GÖZDEN KAÇANLAR / KAÇIRILANLAR
“Herkes yanlış yapar, ancak ahmaklar yanlışlarında direnirler.”
CICERO
Biliyorum çok keyifli bir yazı olmadı ama…
Türkiye beş gündür Taksim Gezipark’a yapılmak istenen AVM ve ağaçların yerinden sökülmesine kilitlenmiş durumda.
Toplumda uzun süreden beri bir öfke birikimi var. Bu öfke; Başbakan’ın dikta söylemlerinden, ‘’ben yaptım oldu efelenmelerinden’’, kaynaklanıyor.
Bu öfke; Ergenekon’dan diğer şafak operasyonlarına, gözaltı ve tutuklamalara, baskıya, PKK’nın muhatap alınarak millete rağmen milliyetsiz anlaşmalara, Apo ile pazarlıklara, Türk’süz anayasaya, Türk’ün tarihine ve Türkiye Cumhuriyeti’nin kurucularına yapılan hakarete ve bu güne kadar bu ülkenin kurucu unsuru Türk’ün düşüncelerini görmezden gelen iktidara birikmiş isyanın patlamasıdır.
Henüz protestonun ilk gününde 3. Köprü projesinin temelinin atıldığı törende Başbakan’ın tepkilere yönelik “it kervan yürür”, “biz burayı yıkmakta ve Topçu Kışlası -biçiminde rezidans ve oteller, alışveriş merkezleri- yapmakta kararlıyız” sözleriyle neye ve kime hizmet ettiği belli olmayan, zorbalık ve dayatmalarla uygulanmaya çalışılan projelerin, yine Başbakan’ın bilim, hukuk, teknik tanımaz ifadeleriyle gerilimin artmasına neden olmuştur.
Çünkü bu tepki; polis kontrolü altında kepçelerle sökülen ağaçlar için değildi sadece.
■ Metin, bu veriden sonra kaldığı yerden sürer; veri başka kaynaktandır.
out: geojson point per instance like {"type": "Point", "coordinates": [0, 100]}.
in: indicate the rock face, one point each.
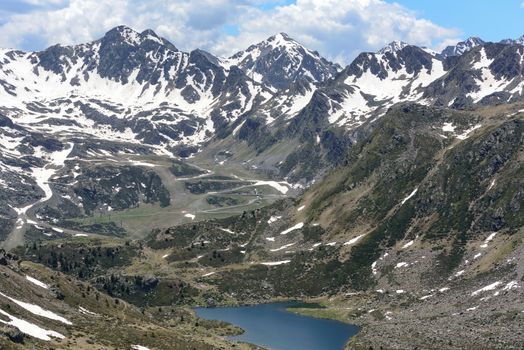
{"type": "Point", "coordinates": [280, 62]}
{"type": "Point", "coordinates": [461, 47]}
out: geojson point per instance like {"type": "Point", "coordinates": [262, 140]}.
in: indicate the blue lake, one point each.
{"type": "Point", "coordinates": [272, 327]}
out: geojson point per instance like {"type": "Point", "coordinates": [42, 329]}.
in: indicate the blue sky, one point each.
{"type": "Point", "coordinates": [492, 20]}
{"type": "Point", "coordinates": [338, 29]}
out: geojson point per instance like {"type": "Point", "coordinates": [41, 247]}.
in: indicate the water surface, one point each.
{"type": "Point", "coordinates": [272, 327]}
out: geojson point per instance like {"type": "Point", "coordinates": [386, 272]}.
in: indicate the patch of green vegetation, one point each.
{"type": "Point", "coordinates": [183, 169]}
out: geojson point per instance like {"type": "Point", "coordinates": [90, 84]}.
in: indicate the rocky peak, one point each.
{"type": "Point", "coordinates": [279, 60]}
{"type": "Point", "coordinates": [462, 47]}
{"type": "Point", "coordinates": [393, 47]}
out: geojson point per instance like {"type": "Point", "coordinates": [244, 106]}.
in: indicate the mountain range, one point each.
{"type": "Point", "coordinates": [139, 176]}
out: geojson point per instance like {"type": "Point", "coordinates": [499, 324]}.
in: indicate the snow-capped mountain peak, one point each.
{"type": "Point", "coordinates": [462, 47]}
{"type": "Point", "coordinates": [279, 61]}
{"type": "Point", "coordinates": [518, 41]}
{"type": "Point", "coordinates": [393, 47]}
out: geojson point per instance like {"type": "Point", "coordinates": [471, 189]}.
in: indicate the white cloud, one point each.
{"type": "Point", "coordinates": [338, 29]}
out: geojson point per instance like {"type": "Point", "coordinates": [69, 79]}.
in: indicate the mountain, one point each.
{"type": "Point", "coordinates": [140, 180]}
{"type": "Point", "coordinates": [280, 61]}
{"type": "Point", "coordinates": [393, 47]}
{"type": "Point", "coordinates": [461, 47]}
{"type": "Point", "coordinates": [488, 74]}
{"type": "Point", "coordinates": [518, 41]}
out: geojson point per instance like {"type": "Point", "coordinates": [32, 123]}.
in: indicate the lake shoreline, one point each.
{"type": "Point", "coordinates": [278, 326]}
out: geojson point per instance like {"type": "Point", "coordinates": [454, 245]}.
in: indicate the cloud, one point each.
{"type": "Point", "coordinates": [338, 29]}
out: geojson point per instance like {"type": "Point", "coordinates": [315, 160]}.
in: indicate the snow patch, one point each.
{"type": "Point", "coordinates": [37, 282]}
{"type": "Point", "coordinates": [276, 263]}
{"type": "Point", "coordinates": [29, 328]}
{"type": "Point", "coordinates": [296, 227]}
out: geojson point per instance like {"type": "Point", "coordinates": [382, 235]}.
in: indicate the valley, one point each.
{"type": "Point", "coordinates": [139, 181]}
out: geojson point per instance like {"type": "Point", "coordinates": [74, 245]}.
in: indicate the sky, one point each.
{"type": "Point", "coordinates": [338, 29]}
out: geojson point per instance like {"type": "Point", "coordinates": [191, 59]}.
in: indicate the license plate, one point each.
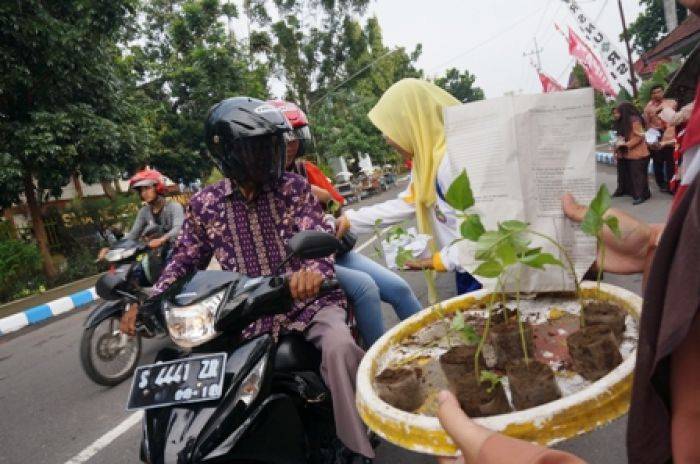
{"type": "Point", "coordinates": [188, 380]}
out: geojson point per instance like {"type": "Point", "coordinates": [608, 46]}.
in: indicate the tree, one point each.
{"type": "Point", "coordinates": [646, 31]}
{"type": "Point", "coordinates": [60, 100]}
{"type": "Point", "coordinates": [460, 85]}
{"type": "Point", "coordinates": [188, 62]}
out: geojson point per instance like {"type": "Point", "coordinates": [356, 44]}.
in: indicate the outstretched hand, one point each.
{"type": "Point", "coordinates": [467, 435]}
{"type": "Point", "coordinates": [305, 284]}
{"type": "Point", "coordinates": [628, 254]}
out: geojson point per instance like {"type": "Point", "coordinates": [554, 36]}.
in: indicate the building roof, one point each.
{"type": "Point", "coordinates": [687, 34]}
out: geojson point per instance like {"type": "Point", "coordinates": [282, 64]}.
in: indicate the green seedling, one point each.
{"type": "Point", "coordinates": [594, 223]}
{"type": "Point", "coordinates": [498, 251]}
{"type": "Point", "coordinates": [465, 330]}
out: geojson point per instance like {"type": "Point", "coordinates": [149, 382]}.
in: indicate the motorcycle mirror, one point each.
{"type": "Point", "coordinates": [313, 244]}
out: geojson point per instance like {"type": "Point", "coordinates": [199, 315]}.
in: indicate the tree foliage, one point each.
{"type": "Point", "coordinates": [650, 25]}
{"type": "Point", "coordinates": [61, 104]}
{"type": "Point", "coordinates": [460, 85]}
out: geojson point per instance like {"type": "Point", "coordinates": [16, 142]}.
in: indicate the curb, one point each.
{"type": "Point", "coordinates": [608, 158]}
{"type": "Point", "coordinates": [42, 312]}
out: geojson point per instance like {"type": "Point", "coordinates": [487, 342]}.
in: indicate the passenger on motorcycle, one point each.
{"type": "Point", "coordinates": [246, 220]}
{"type": "Point", "coordinates": [157, 213]}
{"type": "Point", "coordinates": [366, 282]}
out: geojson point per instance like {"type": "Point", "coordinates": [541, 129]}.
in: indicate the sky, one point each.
{"type": "Point", "coordinates": [489, 37]}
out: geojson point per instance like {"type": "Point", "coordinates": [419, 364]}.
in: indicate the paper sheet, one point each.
{"type": "Point", "coordinates": [522, 153]}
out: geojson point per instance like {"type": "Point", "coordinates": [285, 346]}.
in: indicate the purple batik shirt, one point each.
{"type": "Point", "coordinates": [250, 238]}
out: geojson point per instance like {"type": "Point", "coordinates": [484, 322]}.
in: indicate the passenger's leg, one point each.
{"type": "Point", "coordinates": [340, 358]}
{"type": "Point", "coordinates": [364, 295]}
{"type": "Point", "coordinates": [392, 288]}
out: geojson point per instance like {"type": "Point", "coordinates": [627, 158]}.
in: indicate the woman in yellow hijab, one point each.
{"type": "Point", "coordinates": [410, 116]}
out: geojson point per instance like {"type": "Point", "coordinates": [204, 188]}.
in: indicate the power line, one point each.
{"type": "Point", "coordinates": [353, 76]}
{"type": "Point", "coordinates": [493, 37]}
{"type": "Point", "coordinates": [544, 13]}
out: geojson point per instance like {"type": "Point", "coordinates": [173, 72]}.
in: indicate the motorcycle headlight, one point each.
{"type": "Point", "coordinates": [251, 385]}
{"type": "Point", "coordinates": [193, 325]}
{"type": "Point", "coordinates": [118, 254]}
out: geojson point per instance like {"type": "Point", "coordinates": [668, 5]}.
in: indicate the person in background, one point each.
{"type": "Point", "coordinates": [632, 147]}
{"type": "Point", "coordinates": [410, 116]}
{"type": "Point", "coordinates": [366, 282]}
{"type": "Point", "coordinates": [662, 150]}
{"type": "Point", "coordinates": [166, 215]}
{"type": "Point", "coordinates": [624, 182]}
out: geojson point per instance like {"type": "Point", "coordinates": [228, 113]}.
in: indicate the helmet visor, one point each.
{"type": "Point", "coordinates": [254, 160]}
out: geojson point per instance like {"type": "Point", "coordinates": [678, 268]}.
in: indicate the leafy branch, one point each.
{"type": "Point", "coordinates": [594, 222]}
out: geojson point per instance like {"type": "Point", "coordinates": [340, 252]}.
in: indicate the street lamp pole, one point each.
{"type": "Point", "coordinates": [633, 78]}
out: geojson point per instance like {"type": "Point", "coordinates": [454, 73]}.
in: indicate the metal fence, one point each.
{"type": "Point", "coordinates": [81, 229]}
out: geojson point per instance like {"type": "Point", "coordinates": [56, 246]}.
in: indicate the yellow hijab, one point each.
{"type": "Point", "coordinates": [410, 114]}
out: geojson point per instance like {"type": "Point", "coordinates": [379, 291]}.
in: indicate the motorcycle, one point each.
{"type": "Point", "coordinates": [107, 355]}
{"type": "Point", "coordinates": [219, 398]}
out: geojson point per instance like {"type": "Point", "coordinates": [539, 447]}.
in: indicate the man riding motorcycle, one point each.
{"type": "Point", "coordinates": [366, 282]}
{"type": "Point", "coordinates": [245, 221]}
{"type": "Point", "coordinates": [157, 212]}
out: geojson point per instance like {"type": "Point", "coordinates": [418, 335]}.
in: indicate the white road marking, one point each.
{"type": "Point", "coordinates": [106, 439]}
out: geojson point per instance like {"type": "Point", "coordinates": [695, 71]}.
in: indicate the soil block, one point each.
{"type": "Point", "coordinates": [606, 314]}
{"type": "Point", "coordinates": [531, 384]}
{"type": "Point", "coordinates": [481, 399]}
{"type": "Point", "coordinates": [400, 388]}
{"type": "Point", "coordinates": [594, 351]}
{"type": "Point", "coordinates": [507, 346]}
{"type": "Point", "coordinates": [458, 363]}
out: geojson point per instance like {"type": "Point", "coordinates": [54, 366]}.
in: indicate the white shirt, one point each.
{"type": "Point", "coordinates": [444, 222]}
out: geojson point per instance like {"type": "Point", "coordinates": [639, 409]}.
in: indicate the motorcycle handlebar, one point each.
{"type": "Point", "coordinates": [329, 285]}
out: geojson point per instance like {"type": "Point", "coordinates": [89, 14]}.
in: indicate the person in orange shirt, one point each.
{"type": "Point", "coordinates": [661, 150]}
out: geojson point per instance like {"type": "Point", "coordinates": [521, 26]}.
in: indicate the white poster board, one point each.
{"type": "Point", "coordinates": [522, 153]}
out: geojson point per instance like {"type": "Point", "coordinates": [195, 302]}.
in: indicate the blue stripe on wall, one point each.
{"type": "Point", "coordinates": [81, 298]}
{"type": "Point", "coordinates": [38, 313]}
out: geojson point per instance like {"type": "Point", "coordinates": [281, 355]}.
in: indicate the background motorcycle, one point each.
{"type": "Point", "coordinates": [221, 399]}
{"type": "Point", "coordinates": [107, 355]}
Cumhuriyet caddesinde 80 yıllık çınarların sökülmesi ve Gezi Parkı’ın ağaçlarının ve içindeki tüm canlıların bir AVM’ye kurban edilmesine de değildi.
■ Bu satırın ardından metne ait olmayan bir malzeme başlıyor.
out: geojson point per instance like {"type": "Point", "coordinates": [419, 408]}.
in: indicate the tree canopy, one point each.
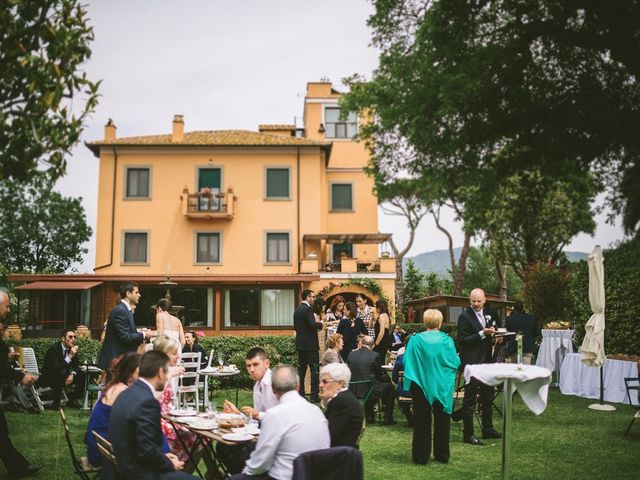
{"type": "Point", "coordinates": [45, 97]}
{"type": "Point", "coordinates": [41, 231]}
{"type": "Point", "coordinates": [484, 90]}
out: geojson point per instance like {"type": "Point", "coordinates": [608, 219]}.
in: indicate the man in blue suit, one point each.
{"type": "Point", "coordinates": [121, 334]}
{"type": "Point", "coordinates": [134, 426]}
{"type": "Point", "coordinates": [307, 344]}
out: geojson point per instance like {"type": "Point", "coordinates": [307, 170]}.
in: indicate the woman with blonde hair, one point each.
{"type": "Point", "coordinates": [334, 346]}
{"type": "Point", "coordinates": [430, 365]}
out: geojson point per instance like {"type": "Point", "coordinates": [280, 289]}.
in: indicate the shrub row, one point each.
{"type": "Point", "coordinates": [232, 349]}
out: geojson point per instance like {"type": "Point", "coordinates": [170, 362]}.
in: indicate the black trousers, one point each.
{"type": "Point", "coordinates": [58, 384]}
{"type": "Point", "coordinates": [311, 359]}
{"type": "Point", "coordinates": [13, 460]}
{"type": "Point", "coordinates": [471, 391]}
{"type": "Point", "coordinates": [386, 393]}
{"type": "Point", "coordinates": [423, 412]}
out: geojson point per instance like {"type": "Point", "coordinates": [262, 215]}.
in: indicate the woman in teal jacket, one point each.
{"type": "Point", "coordinates": [430, 365]}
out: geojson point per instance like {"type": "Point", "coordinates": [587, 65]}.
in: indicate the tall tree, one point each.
{"type": "Point", "coordinates": [554, 82]}
{"type": "Point", "coordinates": [41, 231]}
{"type": "Point", "coordinates": [45, 97]}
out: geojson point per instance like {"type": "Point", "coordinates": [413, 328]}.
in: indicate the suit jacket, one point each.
{"type": "Point", "coordinates": [473, 348]}
{"type": "Point", "coordinates": [134, 431]}
{"type": "Point", "coordinates": [345, 418]}
{"type": "Point", "coordinates": [526, 324]}
{"type": "Point", "coordinates": [7, 372]}
{"type": "Point", "coordinates": [306, 328]}
{"type": "Point", "coordinates": [121, 336]}
{"type": "Point", "coordinates": [55, 369]}
{"type": "Point", "coordinates": [365, 364]}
Şimdi Gezi Park’la ilgili olarak biraz gerilere gidelim;
1993’te Kentsel Sit Alanı ilan edilmişti. İstanbul 1 Numaralı Kültür ve Tabiat Varlıklarını Koruma Kurulu, 1999’da, “Kentin önemli yeşil alanlarından biri olan Taksim Gezisi’nin ve bunların oluşturduğu aksta bulunan Atatürk Kültür Merkezi’nin birbirinden ayrılamaz ve Taksim Cumhuriyet Alanı ile bir bütün olduğu yönüyle anılan bu anıtların tümünün korunması gerektiğine…” karar vermişti. Aynı kurul, 2001’de “Meydanın canlılığının sağlanması için gerekli işlevlerin (kültür, turizm, eğlence v.b.) Cumhuriyet Meydanı’nda yapılanma öngörmeden, meydana komşu alanlarda çözümlenmesine, meydanın tarihi kimliğini ve niteliğini bozacak hiçbir yapılanma olamayacağına, Taksim Cumhuriyet Alanı’nın tüm bu özellik ve nitelikleriyle korunması gerektiğine ‘’ karar vermişti.
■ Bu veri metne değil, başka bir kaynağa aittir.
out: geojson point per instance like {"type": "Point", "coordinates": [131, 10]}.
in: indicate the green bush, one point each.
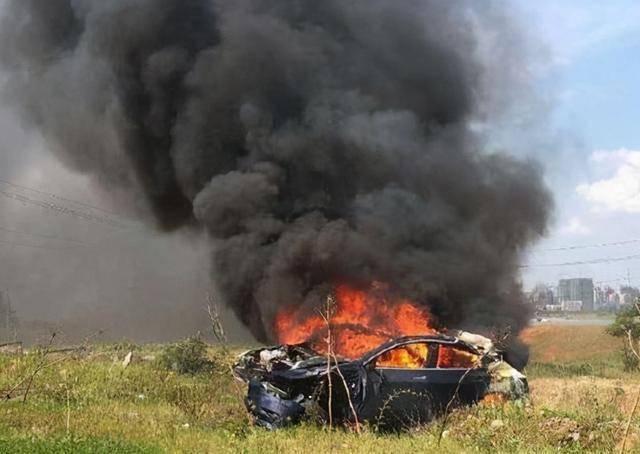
{"type": "Point", "coordinates": [186, 357]}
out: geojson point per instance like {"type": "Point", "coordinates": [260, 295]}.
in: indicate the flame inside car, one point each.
{"type": "Point", "coordinates": [360, 321]}
{"type": "Point", "coordinates": [406, 380]}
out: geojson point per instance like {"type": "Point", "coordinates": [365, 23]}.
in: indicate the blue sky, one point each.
{"type": "Point", "coordinates": [585, 61]}
{"type": "Point", "coordinates": [593, 70]}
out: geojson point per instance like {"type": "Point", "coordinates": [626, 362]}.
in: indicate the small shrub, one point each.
{"type": "Point", "coordinates": [630, 361]}
{"type": "Point", "coordinates": [186, 357]}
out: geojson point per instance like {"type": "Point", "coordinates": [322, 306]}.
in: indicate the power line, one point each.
{"type": "Point", "coordinates": [588, 246]}
{"type": "Point", "coordinates": [58, 197]}
{"type": "Point", "coordinates": [33, 246]}
{"type": "Point", "coordinates": [584, 262]}
{"type": "Point", "coordinates": [79, 214]}
{"type": "Point", "coordinates": [36, 235]}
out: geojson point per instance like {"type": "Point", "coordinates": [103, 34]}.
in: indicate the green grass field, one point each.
{"type": "Point", "coordinates": [580, 401]}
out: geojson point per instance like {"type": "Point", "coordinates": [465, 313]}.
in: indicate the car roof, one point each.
{"type": "Point", "coordinates": [407, 340]}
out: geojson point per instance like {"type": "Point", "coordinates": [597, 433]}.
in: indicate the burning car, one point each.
{"type": "Point", "coordinates": [403, 381]}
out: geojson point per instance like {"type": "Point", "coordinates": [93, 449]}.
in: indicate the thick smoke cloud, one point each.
{"type": "Point", "coordinates": [316, 142]}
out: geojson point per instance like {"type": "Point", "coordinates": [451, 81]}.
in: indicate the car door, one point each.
{"type": "Point", "coordinates": [458, 377]}
{"type": "Point", "coordinates": [412, 382]}
{"type": "Point", "coordinates": [398, 391]}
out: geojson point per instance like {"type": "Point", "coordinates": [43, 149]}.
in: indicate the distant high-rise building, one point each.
{"type": "Point", "coordinates": [579, 289]}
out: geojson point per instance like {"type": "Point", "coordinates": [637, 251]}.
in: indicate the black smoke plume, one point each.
{"type": "Point", "coordinates": [316, 142]}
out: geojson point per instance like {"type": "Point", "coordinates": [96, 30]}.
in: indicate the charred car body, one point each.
{"type": "Point", "coordinates": [404, 381]}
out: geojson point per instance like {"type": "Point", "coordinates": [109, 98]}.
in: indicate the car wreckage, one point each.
{"type": "Point", "coordinates": [405, 381]}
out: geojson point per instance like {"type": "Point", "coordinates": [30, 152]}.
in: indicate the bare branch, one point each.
{"type": "Point", "coordinates": [217, 327]}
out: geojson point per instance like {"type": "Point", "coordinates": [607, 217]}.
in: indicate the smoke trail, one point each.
{"type": "Point", "coordinates": [316, 142]}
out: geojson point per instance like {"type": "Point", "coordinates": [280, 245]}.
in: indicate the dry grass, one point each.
{"type": "Point", "coordinates": [556, 344]}
{"type": "Point", "coordinates": [91, 404]}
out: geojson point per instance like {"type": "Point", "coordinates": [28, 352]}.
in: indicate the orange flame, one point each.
{"type": "Point", "coordinates": [360, 321]}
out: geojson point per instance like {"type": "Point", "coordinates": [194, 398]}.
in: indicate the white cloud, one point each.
{"type": "Point", "coordinates": [575, 27]}
{"type": "Point", "coordinates": [576, 227]}
{"type": "Point", "coordinates": [620, 191]}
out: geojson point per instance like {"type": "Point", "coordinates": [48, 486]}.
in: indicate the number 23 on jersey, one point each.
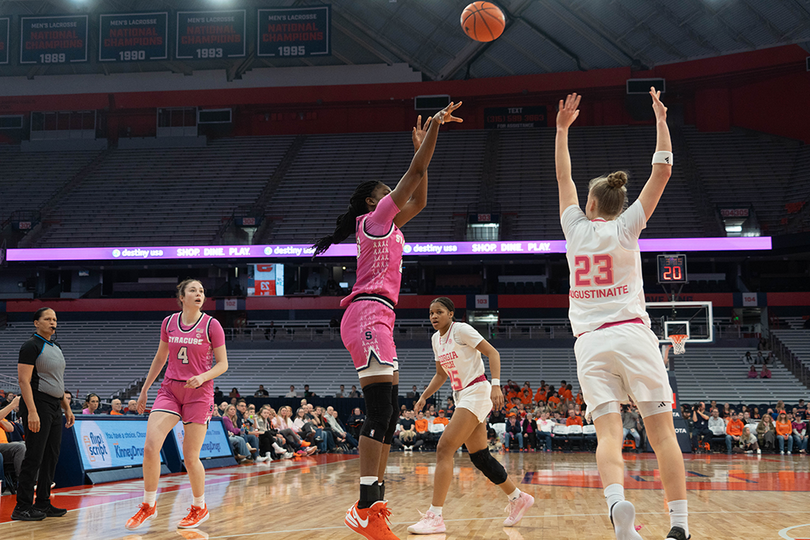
{"type": "Point", "coordinates": [593, 270]}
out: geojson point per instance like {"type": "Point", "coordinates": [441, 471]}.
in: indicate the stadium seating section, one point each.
{"type": "Point", "coordinates": [177, 196]}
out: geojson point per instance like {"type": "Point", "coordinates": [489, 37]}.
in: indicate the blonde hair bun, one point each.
{"type": "Point", "coordinates": [617, 180]}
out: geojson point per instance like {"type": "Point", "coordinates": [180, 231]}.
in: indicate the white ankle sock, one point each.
{"type": "Point", "coordinates": [678, 516]}
{"type": "Point", "coordinates": [368, 480]}
{"type": "Point", "coordinates": [614, 493]}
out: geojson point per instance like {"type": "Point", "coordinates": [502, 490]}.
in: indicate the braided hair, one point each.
{"type": "Point", "coordinates": [346, 223]}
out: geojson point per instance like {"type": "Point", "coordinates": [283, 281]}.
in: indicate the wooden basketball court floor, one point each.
{"type": "Point", "coordinates": [730, 497]}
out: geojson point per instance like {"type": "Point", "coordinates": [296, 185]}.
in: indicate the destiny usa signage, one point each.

Uzun süredir getirime(ranta) dayalı; insanı, doğayı, tarihi, kültürü, kısaca tüm değerlerimizi yok sayan, şeffaf olmayan plan ve proje üretme süreçleri, halkın katılım ve bilgilendirme süreçlerine alınmaması, yapıldığı söylenen bilgilendirme toplantılarının kararlar alındıktan sonra gerçekleştirilmesi, ilgili tüm paydaş ve birimlerin bu bilgilendirme toplantılarına davet edilmemesi, davet edilenlere sınırlı ve eksik bilgi verilmesi farklı görüşlerin dikkate alınmaması ciddi bir huzursuzluk kaynağı oluşturmuştur.
Taksim projesi dâhilinde, Mimar Halil Onur’un hazırladığı Topçu Kışlası projesi, II Numaralı Koruma Kurulu tarafından ocak ayında reddedilmişti. Kurul kararında, projenin 1800’lerde yapılan Topçu Kışlası’nın ‘özgün mimarisi’ ne dair yeterli bilgi ve belge içermediği belirtilmiş ve Gezi Parkı’na atfen, ” Günümüzde 60-70 yıllık kullanım değeri ile tarihe belgelik eden bir nitelik kazanmış “ve “İstanbulluların kolektif belleğinde yer etmiş” ifadeleri kullanılmıştı.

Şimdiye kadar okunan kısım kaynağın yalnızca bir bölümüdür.